Given an adjacency matrix, I need to compute the shortest path between the first vertex and the last vertex (generally, vertex i and j, but we can ignore that for the time being). I've written an algorithm that really only correctly computes the distance between the first and second node (a step in the right direction, I guess).
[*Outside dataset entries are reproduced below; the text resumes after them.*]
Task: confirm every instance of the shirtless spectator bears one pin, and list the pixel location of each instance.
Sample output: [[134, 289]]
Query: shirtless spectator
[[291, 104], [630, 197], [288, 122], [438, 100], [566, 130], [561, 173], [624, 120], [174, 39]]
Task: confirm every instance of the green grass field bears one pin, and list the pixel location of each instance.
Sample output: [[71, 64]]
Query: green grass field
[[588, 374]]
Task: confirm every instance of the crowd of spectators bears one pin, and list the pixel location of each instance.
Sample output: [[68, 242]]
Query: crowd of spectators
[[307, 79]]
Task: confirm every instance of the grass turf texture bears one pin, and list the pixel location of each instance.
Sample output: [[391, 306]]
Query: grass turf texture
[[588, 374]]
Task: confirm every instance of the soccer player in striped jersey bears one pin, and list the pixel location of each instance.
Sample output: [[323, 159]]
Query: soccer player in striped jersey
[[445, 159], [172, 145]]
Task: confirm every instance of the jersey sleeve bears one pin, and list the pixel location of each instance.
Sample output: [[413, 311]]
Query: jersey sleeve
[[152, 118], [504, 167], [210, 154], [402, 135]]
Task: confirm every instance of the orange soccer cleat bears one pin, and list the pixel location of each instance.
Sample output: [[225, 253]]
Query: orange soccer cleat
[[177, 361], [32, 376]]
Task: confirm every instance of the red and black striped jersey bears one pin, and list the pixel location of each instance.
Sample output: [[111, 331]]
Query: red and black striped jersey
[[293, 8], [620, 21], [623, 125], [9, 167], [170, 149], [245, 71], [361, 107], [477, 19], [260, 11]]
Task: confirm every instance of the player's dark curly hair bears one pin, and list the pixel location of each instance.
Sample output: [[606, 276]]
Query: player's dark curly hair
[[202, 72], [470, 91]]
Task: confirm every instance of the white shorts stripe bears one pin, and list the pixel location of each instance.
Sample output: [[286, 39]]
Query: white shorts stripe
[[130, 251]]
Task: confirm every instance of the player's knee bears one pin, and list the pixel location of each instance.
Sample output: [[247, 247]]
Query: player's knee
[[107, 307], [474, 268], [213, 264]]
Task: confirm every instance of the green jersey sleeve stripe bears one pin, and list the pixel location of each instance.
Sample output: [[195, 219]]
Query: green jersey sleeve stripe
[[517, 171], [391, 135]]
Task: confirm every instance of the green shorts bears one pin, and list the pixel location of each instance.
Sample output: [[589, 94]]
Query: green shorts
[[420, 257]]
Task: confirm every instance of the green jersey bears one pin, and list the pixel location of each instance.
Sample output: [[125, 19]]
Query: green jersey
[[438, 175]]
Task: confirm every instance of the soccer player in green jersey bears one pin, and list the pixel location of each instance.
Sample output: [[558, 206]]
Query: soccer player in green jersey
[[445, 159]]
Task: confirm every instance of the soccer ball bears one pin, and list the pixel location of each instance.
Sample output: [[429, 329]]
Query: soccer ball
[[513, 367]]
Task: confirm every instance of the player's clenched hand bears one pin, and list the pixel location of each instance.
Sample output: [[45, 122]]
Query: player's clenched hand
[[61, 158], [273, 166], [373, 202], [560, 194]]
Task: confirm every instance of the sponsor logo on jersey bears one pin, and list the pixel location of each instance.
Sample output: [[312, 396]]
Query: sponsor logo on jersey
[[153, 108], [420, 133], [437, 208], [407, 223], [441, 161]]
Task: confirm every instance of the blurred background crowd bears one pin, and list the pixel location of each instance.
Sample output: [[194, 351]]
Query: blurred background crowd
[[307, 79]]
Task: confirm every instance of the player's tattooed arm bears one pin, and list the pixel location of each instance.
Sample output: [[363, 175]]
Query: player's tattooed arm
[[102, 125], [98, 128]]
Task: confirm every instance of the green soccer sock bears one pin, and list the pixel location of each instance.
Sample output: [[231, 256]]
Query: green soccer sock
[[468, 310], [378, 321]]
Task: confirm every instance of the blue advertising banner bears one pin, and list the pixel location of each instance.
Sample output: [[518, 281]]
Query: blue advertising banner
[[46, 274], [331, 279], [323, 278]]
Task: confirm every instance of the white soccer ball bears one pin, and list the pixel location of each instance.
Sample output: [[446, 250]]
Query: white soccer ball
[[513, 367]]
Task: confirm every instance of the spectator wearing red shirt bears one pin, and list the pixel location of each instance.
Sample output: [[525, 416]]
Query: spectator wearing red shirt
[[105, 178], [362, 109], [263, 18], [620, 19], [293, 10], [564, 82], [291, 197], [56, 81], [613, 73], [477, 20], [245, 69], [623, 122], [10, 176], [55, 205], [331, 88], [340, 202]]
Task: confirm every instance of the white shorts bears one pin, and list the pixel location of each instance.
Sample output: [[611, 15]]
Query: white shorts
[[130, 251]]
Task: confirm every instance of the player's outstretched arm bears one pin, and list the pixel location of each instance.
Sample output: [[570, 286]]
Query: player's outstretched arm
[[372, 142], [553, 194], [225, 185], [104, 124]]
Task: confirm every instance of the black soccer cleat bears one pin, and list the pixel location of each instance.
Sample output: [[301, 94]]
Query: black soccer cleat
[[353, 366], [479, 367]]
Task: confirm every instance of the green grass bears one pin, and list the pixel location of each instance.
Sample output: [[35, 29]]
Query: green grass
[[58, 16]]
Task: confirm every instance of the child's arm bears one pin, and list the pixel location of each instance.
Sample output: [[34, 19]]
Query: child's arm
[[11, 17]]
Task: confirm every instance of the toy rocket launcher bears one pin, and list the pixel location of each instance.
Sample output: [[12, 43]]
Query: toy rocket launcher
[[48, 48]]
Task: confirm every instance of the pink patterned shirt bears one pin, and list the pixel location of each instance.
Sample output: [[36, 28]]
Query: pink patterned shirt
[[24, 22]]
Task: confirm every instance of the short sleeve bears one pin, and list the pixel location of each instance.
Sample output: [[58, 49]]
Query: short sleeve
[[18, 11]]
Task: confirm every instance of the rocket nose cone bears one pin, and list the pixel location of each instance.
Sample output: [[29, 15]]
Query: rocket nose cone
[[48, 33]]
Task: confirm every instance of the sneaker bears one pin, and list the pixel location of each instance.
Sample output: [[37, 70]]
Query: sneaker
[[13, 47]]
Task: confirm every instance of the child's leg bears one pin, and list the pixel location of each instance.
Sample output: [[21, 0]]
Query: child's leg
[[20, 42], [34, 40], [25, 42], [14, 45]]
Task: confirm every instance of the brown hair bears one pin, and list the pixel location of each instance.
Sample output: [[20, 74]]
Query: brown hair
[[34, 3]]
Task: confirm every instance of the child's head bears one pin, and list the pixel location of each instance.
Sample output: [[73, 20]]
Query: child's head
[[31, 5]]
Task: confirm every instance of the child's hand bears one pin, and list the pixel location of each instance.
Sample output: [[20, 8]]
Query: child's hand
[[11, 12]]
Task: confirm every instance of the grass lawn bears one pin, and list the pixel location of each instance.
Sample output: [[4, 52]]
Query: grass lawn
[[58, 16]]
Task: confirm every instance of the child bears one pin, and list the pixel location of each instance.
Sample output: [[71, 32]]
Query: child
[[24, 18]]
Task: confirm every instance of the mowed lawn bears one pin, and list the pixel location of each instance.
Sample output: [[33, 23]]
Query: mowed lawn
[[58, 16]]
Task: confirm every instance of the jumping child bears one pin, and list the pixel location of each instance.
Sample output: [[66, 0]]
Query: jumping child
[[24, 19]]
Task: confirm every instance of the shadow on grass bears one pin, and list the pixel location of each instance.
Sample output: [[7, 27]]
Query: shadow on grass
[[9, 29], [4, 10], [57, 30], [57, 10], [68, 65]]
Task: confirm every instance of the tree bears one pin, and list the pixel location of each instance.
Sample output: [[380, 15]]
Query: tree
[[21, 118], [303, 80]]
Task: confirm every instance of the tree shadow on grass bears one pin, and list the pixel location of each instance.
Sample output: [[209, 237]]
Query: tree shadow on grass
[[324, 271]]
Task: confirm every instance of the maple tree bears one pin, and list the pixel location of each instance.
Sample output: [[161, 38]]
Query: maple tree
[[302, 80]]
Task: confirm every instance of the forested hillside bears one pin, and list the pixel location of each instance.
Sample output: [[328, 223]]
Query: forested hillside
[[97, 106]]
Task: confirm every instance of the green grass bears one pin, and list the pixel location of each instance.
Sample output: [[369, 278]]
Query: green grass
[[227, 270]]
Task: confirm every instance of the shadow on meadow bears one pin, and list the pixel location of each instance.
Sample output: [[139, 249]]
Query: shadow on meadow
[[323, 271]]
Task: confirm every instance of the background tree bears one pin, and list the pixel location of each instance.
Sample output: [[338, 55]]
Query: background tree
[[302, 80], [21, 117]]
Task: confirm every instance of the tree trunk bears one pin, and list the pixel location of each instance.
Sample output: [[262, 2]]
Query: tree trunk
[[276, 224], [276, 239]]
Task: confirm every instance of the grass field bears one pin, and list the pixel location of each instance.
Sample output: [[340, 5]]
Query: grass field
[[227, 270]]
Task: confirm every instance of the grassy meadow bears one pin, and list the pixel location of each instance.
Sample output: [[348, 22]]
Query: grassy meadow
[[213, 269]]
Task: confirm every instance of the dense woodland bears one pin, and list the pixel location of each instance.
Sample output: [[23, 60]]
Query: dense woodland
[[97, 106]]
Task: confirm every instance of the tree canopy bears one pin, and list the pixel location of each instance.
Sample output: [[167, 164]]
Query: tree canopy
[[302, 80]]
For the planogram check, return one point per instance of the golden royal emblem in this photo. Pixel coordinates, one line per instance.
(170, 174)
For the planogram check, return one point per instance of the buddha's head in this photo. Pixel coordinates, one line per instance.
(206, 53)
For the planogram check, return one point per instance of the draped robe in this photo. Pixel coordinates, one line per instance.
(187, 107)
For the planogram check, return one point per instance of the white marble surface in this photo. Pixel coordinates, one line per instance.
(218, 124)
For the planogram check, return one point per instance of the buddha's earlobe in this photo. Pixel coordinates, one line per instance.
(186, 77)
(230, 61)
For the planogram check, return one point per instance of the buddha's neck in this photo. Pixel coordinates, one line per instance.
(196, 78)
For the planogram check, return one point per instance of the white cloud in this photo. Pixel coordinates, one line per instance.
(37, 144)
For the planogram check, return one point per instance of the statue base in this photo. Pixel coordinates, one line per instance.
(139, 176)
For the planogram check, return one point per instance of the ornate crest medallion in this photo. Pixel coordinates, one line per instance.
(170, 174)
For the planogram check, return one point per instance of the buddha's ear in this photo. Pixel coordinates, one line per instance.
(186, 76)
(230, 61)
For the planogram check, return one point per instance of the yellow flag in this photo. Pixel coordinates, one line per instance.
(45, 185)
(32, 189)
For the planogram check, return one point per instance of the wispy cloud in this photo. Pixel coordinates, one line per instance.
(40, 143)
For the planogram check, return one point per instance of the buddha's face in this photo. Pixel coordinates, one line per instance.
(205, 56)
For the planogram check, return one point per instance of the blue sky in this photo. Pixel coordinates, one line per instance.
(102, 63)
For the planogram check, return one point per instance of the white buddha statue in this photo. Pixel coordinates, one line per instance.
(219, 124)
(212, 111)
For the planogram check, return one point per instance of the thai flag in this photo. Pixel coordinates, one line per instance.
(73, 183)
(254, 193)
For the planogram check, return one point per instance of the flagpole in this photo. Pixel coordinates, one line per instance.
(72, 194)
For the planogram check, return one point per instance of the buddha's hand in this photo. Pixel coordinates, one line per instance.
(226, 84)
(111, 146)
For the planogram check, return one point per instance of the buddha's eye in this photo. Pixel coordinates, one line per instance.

static int dijkstra(int[][] G, int i, int j) {
//Get the number of vertices in G
int n = G.length;
int[] bestpath = new int[n];
int max = Integer.MAX_VALUE;
boolean[] visited = new boolean[n];
for (int x = 0; x < n; x++) {
visited[x] = false;
bestpath[x] = max;
}
bestpath[i] = 0;
for (int x = 0; x < n; x++) {
int min = max;
int currentNode = i;
for (int y = 0; y < n; y++) {
if (!visited[y] && bestpath[y] < min) {
System.out.println(G[y][x]);
currentNode = y;
min = bestpath[y];
}
}
visited[currentNode] = true;
for (int y = 0; y < n; y++) {
if (G[currentNode][y] < max && bestpath[currentNode] + G[currentNode][y] < bestpath[y]) {
bestpath[y] = bestpath[currentNode] + G[currentNode][y];
}
}
}
return bestpath[j];
}
If I were to guess, I'd say my logic is flawed in this section:
for (int y = 0; y < n; y++) {
if (!visited[y] && bestpath[y] < min) {
System.out.println(G[y][x]);
currentNode = y;
min = bestpath[y];
}
}
An example would be the matrix
0 1 0
1 0 1
0 1 0
which would return 2 (one path between vertex one and two of weight 1 and another between 2 and 3 with weight 1).
If the matrix is not just storing 1s and 0s, but the distance from i to j, then you really need to keep track of the best distance from any node i to j. In other words, your working array should be a working matrix instead. Even if you are just doing a non - weighted graph, I think this approach is better.
There are different versions of the SPF algorithm. Post pseudocode for what you are trying to translate into java.